# Homework 4

#### Due: April 28, 2005 (midnight). No late submissions accepted.

For this homework you will utilize Java implementations for Bayesian inference (JavaBayes) and reinforcement learning to apply some of the concepts we learned in class to the Wumpus world. These problems will be solved in a standalone fashion, independent of the Wumpus simulator.

1. For this problem we will use the JavaBayes system to implement a Bayesian network for computing the probability of a wumpus in a location given stench information.

2. Use JavaBayes to create the Bayes network shown below. You may assume a 10x10 wumpus world with one stationary wumpus, where each cell is equally likely to contain the wumpus. You should ignore effects near the walls. Save your network to a file.
3. Using the network to compute the probability of a wumpus with no stench information, then one stench, then two stenches, then three stenches, and then four stenches. This can be done by using the "Observe" feature to set a stench node to true, and then use the "Query" feature to query the probability of the wumpus node. This information will be printed to the console window, which you should then save to a file.
4. Collect the wumpus network file with no evidence, a file with an explanation of your rationale for the CPT values of each node, and the file containing the dump of the console window.

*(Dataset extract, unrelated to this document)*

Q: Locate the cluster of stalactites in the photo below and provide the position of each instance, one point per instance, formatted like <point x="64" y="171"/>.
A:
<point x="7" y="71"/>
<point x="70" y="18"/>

2. For this problem you will implement a reinforcement learning (RL) agent to navigate the specific wumpus world of Figure 7.2 in Russell and Norvig. The RL agent will select actions based on the utility of states in the wumpus world according to the following formula:
U(i) = R(i) + maxaj Maij U(j)

The state i represents a four-tuple [X,Y,Orient,Gold], where X,Y (1 ≤ X,Y ≤ 4) is the location of the agent, Orient{up, down, left, right} is the orientation of the agent, and Gold{no,yes} indicates whether the agent has the gold. The actions a are one of {goforward, turnleft, turnright, grab}. The reward R(i) for state i is equal to -0.05 except for the following 36 terminal states:

R([1,3,_,_]) = -1.0
R([3,3,_,_]) = -1.0
R([3,1,_,_]) = -1.0
R([4,4,_,_]) = -1.0
R([1,1,_,yes]) = 1.0

Maij is the probability of being in state j after taking action a in state i. You may assume the agent's actions always work as expected; therefore, Maij is always either 0 or 1. For example, the probability of being in state [1,2,right,no] after executing goforward in state [1,1,right,no] is 1. The probability of being in state [1,2,right,no] after executing goforward in state [1,1,up,no] is 0. Maij = 0 when i is one of the above terminal states. Specifically,

1. Write a method UpdateUtility that makes a single pass over each of the 128 states updating the utility according to the above formula for U(i). The U(j) values in the formula should all come from the previous state utilities, not newly computed ones. In other words, you should not update the current utilities until all of them have been recomputed. Initially, U(i) = 0 for all states i.
2. Write a method RLagent that uses the current utility values to select actions and move through the states of the wumpus world from Figure 7.2. Given that the agent is in state i, the action to choose will be the one maximizing utility:
action = arg maxaj Maij U(j)
RLagent should return a sequence of actions for getting from the initial state [1,1,right,no] to the goal state [1,1,_,yes], or NULL if the agent is killed or exceeds some upper bound (e.g., 100) on the number of actions.
3. The main procedure of your program should iterate between calling UpdateUtility and RLagent until the agent successfully gets the gold and returns to location (1,1) without being killed. Your program should then output the successful action sequence and the number of iterations.
4. Collect your well-documented, object-oriented Java code for the RL solution along with a log of the run.
3. Submit the collected files from the above two problems in a zip file to me (holder@cse.uta.edu) by the above deadline. Also include in your submission a README file that describes what files are in your submission and any special instructions for building and running. In addition to correct functionality and satisfaction of the above constraints, your submission will be graded based on good programming style and documentation.